PagerDuty Blog

Outage Post-Mortem – April 13, 2013

We spend enormous amount of our time on the reliability of PagerDuty and the infrastructure that hosts it.  Most of this work is invisible, hidden behind the API and the user interface our customers interact with. However, when they fail, they become very noticeable as delays in notifications and 500s on our API endpoints.  That’s what happened on Saturday, April 13, at around 8:00am Pacific Time. PagerDuty suffered an outage triggered by degradation in a peering point used by two AWS regions.

We are writing this post to let our customers know what had happened, what we have learned and what we’ll do to fix all the issues uncovered by this outage.


PagerDuty’s infrastructure is hosted in three different datacenters (two in AWS and another in Linode).  For the past year, we’ve been rearchitecting our software with the goal of it being able to survive the outage of an entire datacenter (including it being partitioned from the network), but something not specifically built into our design was the ability to survive the failure of two datacenters at once. However unlikely, that is what happened on Saturday morning. Since we consider an AWS region as a datacenter, and having both of them fail at the same time, we weren’t able to remain available with only our last remaining datacenter.

We picked our three datacenters to have no dependency amongst them, and made sure that they are physically separated. However, we have since learned that two of the datacenters shared a common peering point. This peering point experienced an outage that resulted in both of our datacenters going offline.

The Outage

Note: All times referenced below are in Pacific Time.
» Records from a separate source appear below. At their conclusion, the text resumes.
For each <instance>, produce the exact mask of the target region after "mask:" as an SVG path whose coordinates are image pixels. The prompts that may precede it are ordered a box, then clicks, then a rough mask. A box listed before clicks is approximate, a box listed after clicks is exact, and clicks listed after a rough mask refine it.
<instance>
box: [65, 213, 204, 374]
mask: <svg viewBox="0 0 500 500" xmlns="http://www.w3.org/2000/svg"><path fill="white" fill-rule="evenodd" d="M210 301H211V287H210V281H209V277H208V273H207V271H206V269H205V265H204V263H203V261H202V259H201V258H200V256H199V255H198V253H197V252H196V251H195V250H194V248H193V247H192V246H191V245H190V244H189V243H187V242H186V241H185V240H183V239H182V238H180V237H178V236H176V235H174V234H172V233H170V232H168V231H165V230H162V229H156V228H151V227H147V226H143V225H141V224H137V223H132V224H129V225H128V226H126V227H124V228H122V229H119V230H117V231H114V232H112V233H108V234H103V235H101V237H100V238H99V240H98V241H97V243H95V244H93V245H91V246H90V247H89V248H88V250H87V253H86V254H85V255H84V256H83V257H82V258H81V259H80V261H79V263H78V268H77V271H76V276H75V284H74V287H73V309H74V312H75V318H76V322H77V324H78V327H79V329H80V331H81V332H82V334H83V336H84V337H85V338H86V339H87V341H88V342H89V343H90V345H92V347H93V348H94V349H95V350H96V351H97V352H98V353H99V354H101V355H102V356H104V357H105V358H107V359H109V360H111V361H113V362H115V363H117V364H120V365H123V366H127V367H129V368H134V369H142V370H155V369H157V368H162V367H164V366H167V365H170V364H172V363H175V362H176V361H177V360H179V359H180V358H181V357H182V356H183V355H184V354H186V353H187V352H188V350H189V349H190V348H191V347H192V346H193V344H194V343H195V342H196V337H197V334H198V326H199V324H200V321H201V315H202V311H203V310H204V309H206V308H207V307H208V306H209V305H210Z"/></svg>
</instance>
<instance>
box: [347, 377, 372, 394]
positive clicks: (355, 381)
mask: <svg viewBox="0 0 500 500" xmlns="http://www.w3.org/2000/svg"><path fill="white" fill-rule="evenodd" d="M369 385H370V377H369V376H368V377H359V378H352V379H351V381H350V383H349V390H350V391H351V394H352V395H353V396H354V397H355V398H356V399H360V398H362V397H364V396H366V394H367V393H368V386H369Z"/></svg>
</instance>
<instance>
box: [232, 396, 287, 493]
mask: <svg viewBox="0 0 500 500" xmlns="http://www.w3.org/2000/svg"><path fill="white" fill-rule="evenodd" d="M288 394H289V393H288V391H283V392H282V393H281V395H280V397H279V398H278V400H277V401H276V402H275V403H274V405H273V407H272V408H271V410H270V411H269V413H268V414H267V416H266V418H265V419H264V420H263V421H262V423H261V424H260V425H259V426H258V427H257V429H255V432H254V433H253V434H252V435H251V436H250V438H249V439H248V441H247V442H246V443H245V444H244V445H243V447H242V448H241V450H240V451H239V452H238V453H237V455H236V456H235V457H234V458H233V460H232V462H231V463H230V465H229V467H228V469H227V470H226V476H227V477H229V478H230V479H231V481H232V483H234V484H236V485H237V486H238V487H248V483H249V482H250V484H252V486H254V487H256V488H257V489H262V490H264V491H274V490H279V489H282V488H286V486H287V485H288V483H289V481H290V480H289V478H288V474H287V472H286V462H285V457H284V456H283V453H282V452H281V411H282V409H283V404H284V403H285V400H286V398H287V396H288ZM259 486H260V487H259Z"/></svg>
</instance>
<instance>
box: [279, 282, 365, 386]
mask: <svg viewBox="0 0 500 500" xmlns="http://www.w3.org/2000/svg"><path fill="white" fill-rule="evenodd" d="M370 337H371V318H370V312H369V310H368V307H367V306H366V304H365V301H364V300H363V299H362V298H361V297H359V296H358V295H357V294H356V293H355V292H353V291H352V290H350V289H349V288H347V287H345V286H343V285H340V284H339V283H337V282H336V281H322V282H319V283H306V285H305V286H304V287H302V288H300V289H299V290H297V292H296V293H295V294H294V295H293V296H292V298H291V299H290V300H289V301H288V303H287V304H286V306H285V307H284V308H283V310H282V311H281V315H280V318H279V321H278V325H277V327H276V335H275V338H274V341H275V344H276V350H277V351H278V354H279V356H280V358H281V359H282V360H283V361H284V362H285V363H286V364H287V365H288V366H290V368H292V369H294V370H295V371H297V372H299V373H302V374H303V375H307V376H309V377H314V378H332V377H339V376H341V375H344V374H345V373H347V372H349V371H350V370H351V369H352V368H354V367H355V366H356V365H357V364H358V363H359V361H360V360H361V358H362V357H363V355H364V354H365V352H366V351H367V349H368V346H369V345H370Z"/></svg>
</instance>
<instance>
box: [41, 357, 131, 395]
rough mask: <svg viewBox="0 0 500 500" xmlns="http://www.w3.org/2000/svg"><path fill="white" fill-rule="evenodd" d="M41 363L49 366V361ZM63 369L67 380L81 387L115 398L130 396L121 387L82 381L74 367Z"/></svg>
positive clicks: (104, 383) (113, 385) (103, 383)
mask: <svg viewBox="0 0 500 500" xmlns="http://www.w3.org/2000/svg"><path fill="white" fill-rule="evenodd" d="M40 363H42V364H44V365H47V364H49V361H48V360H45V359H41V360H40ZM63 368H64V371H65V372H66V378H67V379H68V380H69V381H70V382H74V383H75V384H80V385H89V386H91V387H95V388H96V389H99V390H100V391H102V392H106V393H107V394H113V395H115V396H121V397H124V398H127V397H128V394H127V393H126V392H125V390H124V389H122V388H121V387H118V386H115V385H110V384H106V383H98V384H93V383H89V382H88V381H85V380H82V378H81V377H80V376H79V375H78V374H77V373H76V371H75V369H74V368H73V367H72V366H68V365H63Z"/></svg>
  • At 7:57am, according to AWS, connectivity issue begins due to a peering point degrading in Northern California
  • At 8:11am, PagerDuty on-call engineer is paged about an issue with the one of the nodes in our notification dispatch system
  • At 8:13am, an attempt is made to bring back the failed node but with no success
  • At 8:18am, our monitoring system detects multiple-provider failure for notifications (caused by connectivity issue). At this time, most of the notifications are still going through, but with increased latencies and error rates
  • At 8:31, a Sev-2 was declared and more engineers were paged to help out
  • At 8:35am, PagerDuty completely loses its ability to dispatch notification, as it couldn’t establish quorum due to high network latency. Sev-1 is declared
  • At 8:53am, PagerDuty notification dispatch system was able to reach quorum and started to process all queued notifications
  • At 9:23am, according to AWS, connectivity issue at the Northern California peering point ends

During the post-mortem analysis, our engineers also determined that a misconfiguration on our coordinator service prevented us from recovering quickly.  In all, PagerDuty wasn’t able to dispatch notifications for 18 minutes between 8:35am and 8:53am; however, during this time, our events API was still able to accept events.

What we’re going to do

As always with major outages, we learn something new about deficiencies in our software.  These are some of our plans to rectify the discovered issues.

Short term

  1. During our analysis, we found that we didn’t have adequate logging to debug issues within some of our systems.  We have now added more logging and started to aggregate them into a single source for better searchability.
  2. During the outage, most of the failed coordinator processes were restarted manually.  We are going to add a process watcher to restart such processes automatically.
  3. We also found that we didn’t have good visibility into the inter-host connectivity. We’ll be building a dashboard that shows this.

Long term

  1. We also found that not all of our engineering staff are up to date with Cassandra and ZooKeeper.  We’ll be investing time to train our staff on both of these technologies.
  2. Investigate moving off one of the AWS regions.  We’ll need to do our homework when picking a new hosting provider and the datacenter to avoid single point of failure.